Anwar told Reuters in an interview before the election that he would seek “to emphasize governance and anti-corruption, and rid this country of racism and religious bigotry”.
For decades, Anwar has called for inclusiveness and an overhaul of the political system in the multi-ethnic country.
About 70% of the population of nearly 33 million comprises ethnic Malays, who are mainly Muslim, and indigenous groups with ethnic Chinese and Indians account for the rest.
Anwar called for the removal of policies favouring Malays and an end to a patronage system that had kept Malaysia’s longest ruling coalition, the Barisan Nasional, in power.
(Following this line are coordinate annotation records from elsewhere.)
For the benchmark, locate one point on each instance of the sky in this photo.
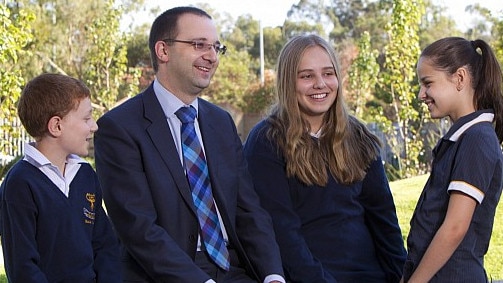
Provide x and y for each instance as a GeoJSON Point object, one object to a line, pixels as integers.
{"type": "Point", "coordinates": [273, 12]}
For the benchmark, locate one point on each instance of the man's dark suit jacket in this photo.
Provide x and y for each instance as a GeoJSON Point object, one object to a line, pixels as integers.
{"type": "Point", "coordinates": [148, 198]}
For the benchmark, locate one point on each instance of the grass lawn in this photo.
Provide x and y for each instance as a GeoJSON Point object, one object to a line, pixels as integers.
{"type": "Point", "coordinates": [406, 193]}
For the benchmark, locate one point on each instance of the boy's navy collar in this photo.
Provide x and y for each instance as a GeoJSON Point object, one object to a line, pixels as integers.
{"type": "Point", "coordinates": [465, 122]}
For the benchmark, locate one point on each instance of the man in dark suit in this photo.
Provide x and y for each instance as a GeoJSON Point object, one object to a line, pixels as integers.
{"type": "Point", "coordinates": [140, 162]}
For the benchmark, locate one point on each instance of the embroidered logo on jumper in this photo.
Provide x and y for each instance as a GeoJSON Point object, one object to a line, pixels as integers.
{"type": "Point", "coordinates": [91, 198]}
{"type": "Point", "coordinates": [89, 213]}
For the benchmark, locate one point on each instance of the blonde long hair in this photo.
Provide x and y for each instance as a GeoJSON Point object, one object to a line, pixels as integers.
{"type": "Point", "coordinates": [345, 148]}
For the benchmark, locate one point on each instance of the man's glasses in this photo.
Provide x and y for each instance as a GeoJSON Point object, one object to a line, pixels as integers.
{"type": "Point", "coordinates": [201, 46]}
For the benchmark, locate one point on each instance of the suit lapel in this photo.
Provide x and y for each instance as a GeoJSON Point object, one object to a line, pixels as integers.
{"type": "Point", "coordinates": [209, 126]}
{"type": "Point", "coordinates": [162, 139]}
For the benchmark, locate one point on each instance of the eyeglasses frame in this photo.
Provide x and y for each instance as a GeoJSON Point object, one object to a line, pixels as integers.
{"type": "Point", "coordinates": [217, 46]}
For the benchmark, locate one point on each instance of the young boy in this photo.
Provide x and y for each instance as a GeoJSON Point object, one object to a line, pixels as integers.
{"type": "Point", "coordinates": [53, 225]}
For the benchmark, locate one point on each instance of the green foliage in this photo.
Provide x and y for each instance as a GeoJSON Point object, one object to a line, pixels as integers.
{"type": "Point", "coordinates": [406, 194]}
{"type": "Point", "coordinates": [402, 53]}
{"type": "Point", "coordinates": [105, 69]}
{"type": "Point", "coordinates": [15, 30]}
{"type": "Point", "coordinates": [231, 80]}
{"type": "Point", "coordinates": [362, 76]}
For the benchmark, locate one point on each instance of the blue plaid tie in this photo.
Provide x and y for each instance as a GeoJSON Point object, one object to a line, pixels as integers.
{"type": "Point", "coordinates": [197, 174]}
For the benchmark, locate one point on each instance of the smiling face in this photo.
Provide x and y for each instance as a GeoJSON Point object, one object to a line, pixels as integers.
{"type": "Point", "coordinates": [188, 71]}
{"type": "Point", "coordinates": [77, 128]}
{"type": "Point", "coordinates": [316, 85]}
{"type": "Point", "coordinates": [445, 95]}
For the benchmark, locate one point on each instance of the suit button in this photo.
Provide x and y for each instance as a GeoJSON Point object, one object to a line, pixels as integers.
{"type": "Point", "coordinates": [192, 238]}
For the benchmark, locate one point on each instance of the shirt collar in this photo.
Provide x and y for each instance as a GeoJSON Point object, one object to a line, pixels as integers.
{"type": "Point", "coordinates": [169, 102]}
{"type": "Point", "coordinates": [37, 159]}
{"type": "Point", "coordinates": [465, 122]}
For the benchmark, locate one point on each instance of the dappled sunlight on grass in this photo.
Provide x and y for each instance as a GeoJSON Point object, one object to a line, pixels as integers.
{"type": "Point", "coordinates": [406, 193]}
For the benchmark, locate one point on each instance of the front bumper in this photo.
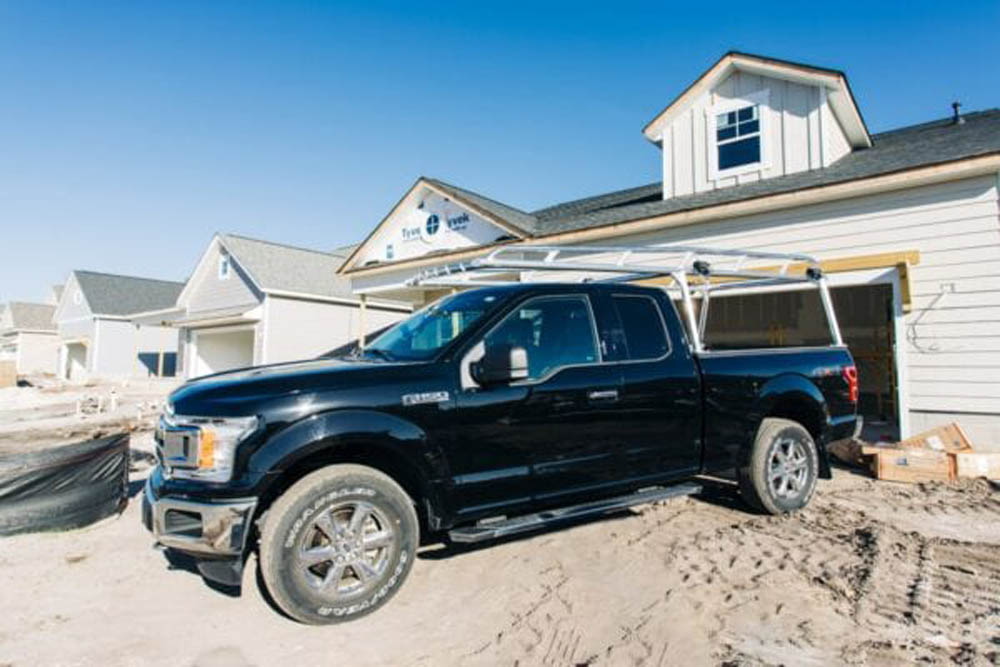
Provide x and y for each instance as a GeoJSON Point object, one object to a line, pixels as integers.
{"type": "Point", "coordinates": [201, 528]}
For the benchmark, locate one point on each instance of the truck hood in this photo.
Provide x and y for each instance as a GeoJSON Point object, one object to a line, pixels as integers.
{"type": "Point", "coordinates": [280, 387]}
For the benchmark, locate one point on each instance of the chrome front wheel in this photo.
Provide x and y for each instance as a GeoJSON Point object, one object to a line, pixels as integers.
{"type": "Point", "coordinates": [346, 549]}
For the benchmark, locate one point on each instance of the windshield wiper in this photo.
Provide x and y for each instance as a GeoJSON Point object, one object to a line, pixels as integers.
{"type": "Point", "coordinates": [382, 354]}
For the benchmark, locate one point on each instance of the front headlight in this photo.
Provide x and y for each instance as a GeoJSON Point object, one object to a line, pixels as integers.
{"type": "Point", "coordinates": [202, 448]}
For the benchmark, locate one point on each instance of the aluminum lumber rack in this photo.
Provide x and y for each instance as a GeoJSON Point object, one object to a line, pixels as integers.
{"type": "Point", "coordinates": [706, 269]}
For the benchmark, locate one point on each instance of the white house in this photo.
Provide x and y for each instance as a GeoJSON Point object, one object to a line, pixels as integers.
{"type": "Point", "coordinates": [251, 302]}
{"type": "Point", "coordinates": [28, 337]}
{"type": "Point", "coordinates": [97, 339]}
{"type": "Point", "coordinates": [772, 155]}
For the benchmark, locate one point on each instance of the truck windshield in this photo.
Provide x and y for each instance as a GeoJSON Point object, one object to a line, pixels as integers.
{"type": "Point", "coordinates": [423, 335]}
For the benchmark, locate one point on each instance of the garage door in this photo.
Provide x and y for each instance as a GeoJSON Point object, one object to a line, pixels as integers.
{"type": "Point", "coordinates": [222, 351]}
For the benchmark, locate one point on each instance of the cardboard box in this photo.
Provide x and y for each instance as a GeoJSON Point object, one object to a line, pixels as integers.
{"type": "Point", "coordinates": [947, 438]}
{"type": "Point", "coordinates": [977, 464]}
{"type": "Point", "coordinates": [896, 464]}
{"type": "Point", "coordinates": [8, 373]}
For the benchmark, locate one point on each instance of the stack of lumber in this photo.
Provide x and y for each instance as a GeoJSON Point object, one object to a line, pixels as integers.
{"type": "Point", "coordinates": [942, 454]}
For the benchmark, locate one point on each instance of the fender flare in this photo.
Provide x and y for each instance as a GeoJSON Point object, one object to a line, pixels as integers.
{"type": "Point", "coordinates": [324, 432]}
{"type": "Point", "coordinates": [793, 389]}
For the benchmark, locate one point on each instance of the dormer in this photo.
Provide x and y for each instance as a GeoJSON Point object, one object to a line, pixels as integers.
{"type": "Point", "coordinates": [748, 118]}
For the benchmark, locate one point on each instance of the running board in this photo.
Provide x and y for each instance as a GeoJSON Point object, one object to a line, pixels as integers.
{"type": "Point", "coordinates": [489, 530]}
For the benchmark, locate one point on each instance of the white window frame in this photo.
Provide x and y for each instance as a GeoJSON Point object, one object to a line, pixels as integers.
{"type": "Point", "coordinates": [760, 100]}
{"type": "Point", "coordinates": [225, 266]}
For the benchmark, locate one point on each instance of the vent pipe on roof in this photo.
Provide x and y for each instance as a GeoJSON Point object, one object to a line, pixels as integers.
{"type": "Point", "coordinates": [956, 118]}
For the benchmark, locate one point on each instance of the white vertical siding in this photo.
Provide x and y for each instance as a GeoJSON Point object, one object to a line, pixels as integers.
{"type": "Point", "coordinates": [37, 353]}
{"type": "Point", "coordinates": [115, 348]}
{"type": "Point", "coordinates": [801, 133]}
{"type": "Point", "coordinates": [209, 292]}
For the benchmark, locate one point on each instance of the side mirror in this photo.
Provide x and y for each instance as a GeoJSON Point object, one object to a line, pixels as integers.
{"type": "Point", "coordinates": [500, 365]}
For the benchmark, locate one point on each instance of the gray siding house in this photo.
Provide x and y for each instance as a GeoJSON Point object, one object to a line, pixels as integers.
{"type": "Point", "coordinates": [251, 302]}
{"type": "Point", "coordinates": [28, 337]}
{"type": "Point", "coordinates": [765, 154]}
{"type": "Point", "coordinates": [98, 340]}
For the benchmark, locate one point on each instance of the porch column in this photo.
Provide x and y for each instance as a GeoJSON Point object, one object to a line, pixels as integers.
{"type": "Point", "coordinates": [363, 322]}
{"type": "Point", "coordinates": [136, 366]}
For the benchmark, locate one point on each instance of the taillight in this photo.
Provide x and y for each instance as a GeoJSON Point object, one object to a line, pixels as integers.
{"type": "Point", "coordinates": [850, 374]}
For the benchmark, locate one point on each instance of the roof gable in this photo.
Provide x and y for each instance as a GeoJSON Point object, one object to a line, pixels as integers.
{"type": "Point", "coordinates": [24, 316]}
{"type": "Point", "coordinates": [277, 268]}
{"type": "Point", "coordinates": [437, 217]}
{"type": "Point", "coordinates": [208, 290]}
{"type": "Point", "coordinates": [834, 82]}
{"type": "Point", "coordinates": [117, 295]}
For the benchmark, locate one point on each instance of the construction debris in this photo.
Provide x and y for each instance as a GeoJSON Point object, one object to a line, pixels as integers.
{"type": "Point", "coordinates": [942, 454]}
{"type": "Point", "coordinates": [8, 374]}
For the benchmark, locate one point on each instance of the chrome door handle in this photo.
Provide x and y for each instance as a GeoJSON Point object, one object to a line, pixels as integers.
{"type": "Point", "coordinates": [603, 395]}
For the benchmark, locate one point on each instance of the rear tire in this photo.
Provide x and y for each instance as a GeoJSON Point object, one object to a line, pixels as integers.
{"type": "Point", "coordinates": [338, 544]}
{"type": "Point", "coordinates": [781, 472]}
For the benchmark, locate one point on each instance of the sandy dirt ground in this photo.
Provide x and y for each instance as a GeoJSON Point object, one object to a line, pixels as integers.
{"type": "Point", "coordinates": [54, 412]}
{"type": "Point", "coordinates": [871, 573]}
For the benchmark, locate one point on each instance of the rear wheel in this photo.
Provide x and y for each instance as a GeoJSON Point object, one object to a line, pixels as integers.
{"type": "Point", "coordinates": [338, 544]}
{"type": "Point", "coordinates": [781, 472]}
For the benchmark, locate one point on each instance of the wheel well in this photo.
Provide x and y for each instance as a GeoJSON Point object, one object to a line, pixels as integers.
{"type": "Point", "coordinates": [802, 411]}
{"type": "Point", "coordinates": [384, 460]}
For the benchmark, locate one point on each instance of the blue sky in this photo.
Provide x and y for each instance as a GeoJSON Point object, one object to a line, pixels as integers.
{"type": "Point", "coordinates": [131, 131]}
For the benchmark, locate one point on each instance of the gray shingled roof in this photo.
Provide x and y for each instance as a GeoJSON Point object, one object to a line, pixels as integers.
{"type": "Point", "coordinates": [921, 145]}
{"type": "Point", "coordinates": [109, 294]}
{"type": "Point", "coordinates": [524, 222]}
{"type": "Point", "coordinates": [274, 266]}
{"type": "Point", "coordinates": [31, 316]}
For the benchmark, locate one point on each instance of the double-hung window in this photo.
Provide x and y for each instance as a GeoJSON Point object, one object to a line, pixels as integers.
{"type": "Point", "coordinates": [737, 138]}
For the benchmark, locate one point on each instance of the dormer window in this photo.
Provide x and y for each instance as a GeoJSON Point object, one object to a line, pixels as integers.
{"type": "Point", "coordinates": [738, 144]}
{"type": "Point", "coordinates": [737, 135]}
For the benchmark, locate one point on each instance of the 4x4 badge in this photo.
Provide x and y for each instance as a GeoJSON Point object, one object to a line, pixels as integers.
{"type": "Point", "coordinates": [426, 397]}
His rallying cry of ‘reformasi’, or reforms, resonated nationwide, and is still the main promise of his alliance.
HOW HAVE MALAYSIANS REACTED?
Anwar’s supporters expressed hope that their charismatic leader’s government would head off a return to historic tension between the ethnic Malay, Muslim majority and ethnic Chinese and Indian minorities.
“All we want is moderation for Malaysia and Anwar represents that,” said a communications manager in Kuala Lumpur, who asked to be identified by her surname Tang.
“We can’t have a country that is divided by race and religion as that will set us back another 10 years.”
Authorities warned after the weekend vote of a rise in ethnic tension on social media and short video platform TikTok said it was on high alert for content that violated its guidelines.
“Always regarded as the man who could unite all warring factions, it is fitting that Anwar emerged during a divisive time,” said political analyst James Chai, a visiting fellow at the ISEAS-Yusof Ishak Institute in neighbouring Singapore.